0010: 80 01 00 40 00 00 00 00 ...@....
This chunk of data is represented in mISDN with an explicit struct for the first 16 bytes, and then an unformatted "argument" block of data follows, in this case a further 8 bytes of it.
typedef struct _iframe {
u_int addr;
u_int prim;
int dinfo;
int len;
union {
u_char b[4];
void *p;
int i;
u_int ui;
u_int uip[0];
} __attribute__((packed)) data;
} __attribute__((packed)) iframe_t;
The opaque handle where the problem comes from is found in the first 4 bytes of the arg region at +0x10 in the dump above, represented by ->uip[0]. The correct result is to walk away from the packet understanding that the opaque handle is 0x40000180, the ARM9 I am using being little-endian.
However to my surprise in fact the code left under the impression that the opaque int handle was 0x80. I confirmed that the pointer was at the right offset from the start of the struct: somehow dereferencing a 32-bit int pointer that looked at memory containing 80 01 00 40 gave the result 0x80!
Further, if instead of using my own int * based on ->ui to do the dereferencing, I used ->uip[0] directly from the struct I got the correct result of 0x40000180. And I confirmed that & ->ui and & ->uip[0] are exactly the same!
Diego Serafin on the mISDN mailing list had seen this crap before.

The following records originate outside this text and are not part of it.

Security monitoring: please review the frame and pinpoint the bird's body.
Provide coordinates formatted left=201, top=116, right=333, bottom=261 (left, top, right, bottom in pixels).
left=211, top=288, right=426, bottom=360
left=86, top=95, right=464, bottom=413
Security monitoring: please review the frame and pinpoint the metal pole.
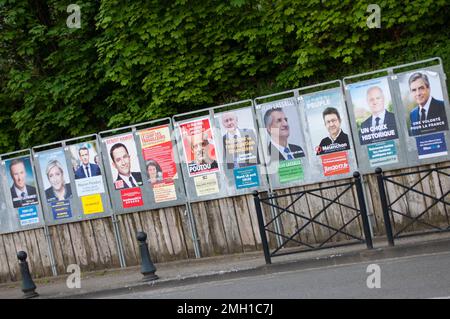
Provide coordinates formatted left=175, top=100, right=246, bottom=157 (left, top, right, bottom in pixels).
left=354, top=172, right=373, bottom=249
left=111, top=214, right=126, bottom=267
left=185, top=202, right=201, bottom=258
left=253, top=191, right=271, bottom=264
left=375, top=168, right=395, bottom=246
left=43, top=225, right=58, bottom=276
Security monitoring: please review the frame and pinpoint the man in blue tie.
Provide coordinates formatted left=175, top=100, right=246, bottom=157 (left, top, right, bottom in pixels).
left=74, top=146, right=102, bottom=179
left=9, top=158, right=38, bottom=208
left=408, top=72, right=448, bottom=136
left=264, top=107, right=305, bottom=163
left=359, top=86, right=398, bottom=145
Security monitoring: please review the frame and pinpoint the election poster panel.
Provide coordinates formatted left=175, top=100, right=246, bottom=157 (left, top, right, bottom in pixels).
left=304, top=89, right=352, bottom=155
left=215, top=108, right=260, bottom=190
left=260, top=99, right=306, bottom=184
left=68, top=141, right=105, bottom=197
left=398, top=70, right=448, bottom=137
left=104, top=134, right=143, bottom=191
left=4, top=156, right=39, bottom=209
left=303, top=89, right=351, bottom=177
left=138, top=125, right=178, bottom=203
left=348, top=77, right=399, bottom=146
left=104, top=133, right=144, bottom=209
left=37, top=149, right=73, bottom=220
left=179, top=117, right=220, bottom=178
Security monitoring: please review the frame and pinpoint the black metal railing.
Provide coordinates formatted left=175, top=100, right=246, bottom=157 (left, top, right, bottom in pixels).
left=376, top=166, right=450, bottom=246
left=253, top=172, right=373, bottom=264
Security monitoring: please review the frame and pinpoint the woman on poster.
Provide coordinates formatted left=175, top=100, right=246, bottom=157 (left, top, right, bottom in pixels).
left=45, top=159, right=72, bottom=201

He provided the solution: on ARM, misaligned that is, b1 b0 of the address bus being nonzero for 32-bit access, reads are silently BROKEN. What happens in this case is that the read happens at the address & 0xfffffffc BUT rotated according to the original address &3. An example.... if at address 0x0 one finds 11 22 33 44 55 66, then it's clear that dereferencing an int * pointing to 0x0 will result in 0x44332211 on both x86 and ARM. On x86, dereferencing an int * to 0x1 will give you 0x55443322. BUT on ARM, the same dereference of an int * to 0x1 would give you instead 0x11443322.

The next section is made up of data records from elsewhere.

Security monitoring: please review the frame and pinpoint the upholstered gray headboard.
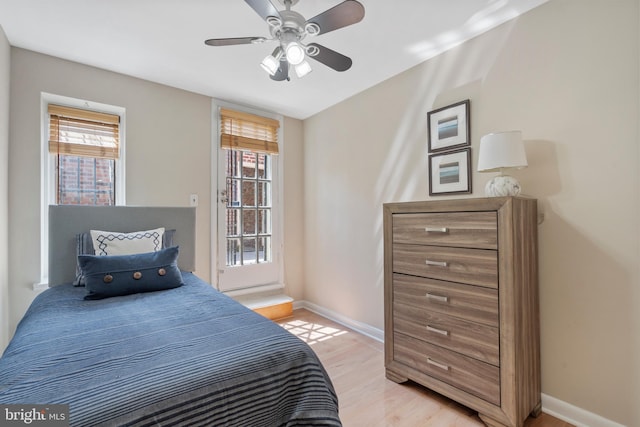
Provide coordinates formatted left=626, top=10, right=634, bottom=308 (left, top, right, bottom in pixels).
left=49, top=206, right=196, bottom=286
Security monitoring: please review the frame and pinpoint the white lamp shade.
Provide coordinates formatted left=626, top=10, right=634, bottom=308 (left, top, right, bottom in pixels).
left=285, top=42, right=306, bottom=65
left=260, top=47, right=283, bottom=76
left=477, top=131, right=528, bottom=172
left=260, top=55, right=280, bottom=75
left=294, top=60, right=312, bottom=78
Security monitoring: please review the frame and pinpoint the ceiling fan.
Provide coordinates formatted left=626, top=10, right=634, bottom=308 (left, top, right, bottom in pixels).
left=204, top=0, right=365, bottom=81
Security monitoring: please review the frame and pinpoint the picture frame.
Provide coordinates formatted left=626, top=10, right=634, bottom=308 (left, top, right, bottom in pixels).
left=427, top=99, right=470, bottom=152
left=428, top=148, right=472, bottom=196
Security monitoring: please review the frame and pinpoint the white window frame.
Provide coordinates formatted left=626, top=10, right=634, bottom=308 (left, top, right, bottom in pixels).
left=39, top=93, right=126, bottom=286
left=211, top=99, right=284, bottom=295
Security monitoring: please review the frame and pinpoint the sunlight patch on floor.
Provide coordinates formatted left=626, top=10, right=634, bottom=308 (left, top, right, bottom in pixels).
left=280, top=319, right=349, bottom=345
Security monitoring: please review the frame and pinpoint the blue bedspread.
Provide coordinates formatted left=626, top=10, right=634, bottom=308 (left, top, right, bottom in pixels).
left=0, top=273, right=341, bottom=426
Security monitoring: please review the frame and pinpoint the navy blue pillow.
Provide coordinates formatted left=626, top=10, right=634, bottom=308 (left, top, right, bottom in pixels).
left=79, top=246, right=184, bottom=300
left=73, top=229, right=176, bottom=286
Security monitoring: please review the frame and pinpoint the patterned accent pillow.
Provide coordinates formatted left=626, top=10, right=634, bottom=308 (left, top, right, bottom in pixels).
left=90, top=227, right=165, bottom=256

And indeed that is what had happened in the example case above, where the pointer to the start of the (struct & 0x3) was 0x3... it was some address 0x...f. In this case it read the 0x80 and then filled in the upper bits from byte offset +0xd, which are all zeros.
The reason that ->uip[0] gave the right result is purely down to it being marked as __attribute__ ((packed)). In such a case, the compiler understands it cannot use a 32-bit bus access but has to use four byte reads and or together the 32-bit result.
So: the takeaway from this is that it is not enough that the C code be "correct" for x86. If it is to be portable, ALL int accesses must be aligned to int boundaries. It is NOT enough that the compiler pads ints inside a struct definition to an int boundary either: because the start address of the struct may not be aligned to an int boundary.
I resolved this by adding macros to check pointers for int alignment (to find the instances where sensitive pointers are misaligned and can cause trouble) and macros to allow single step allocation of storage on the stack that is allocated to int boundaries, disallowing misalignment. But still it is an education to find perfectly sane C code that can work on x86 can blow violent chunks on ARM or other processors that insist on width-based bus alignment.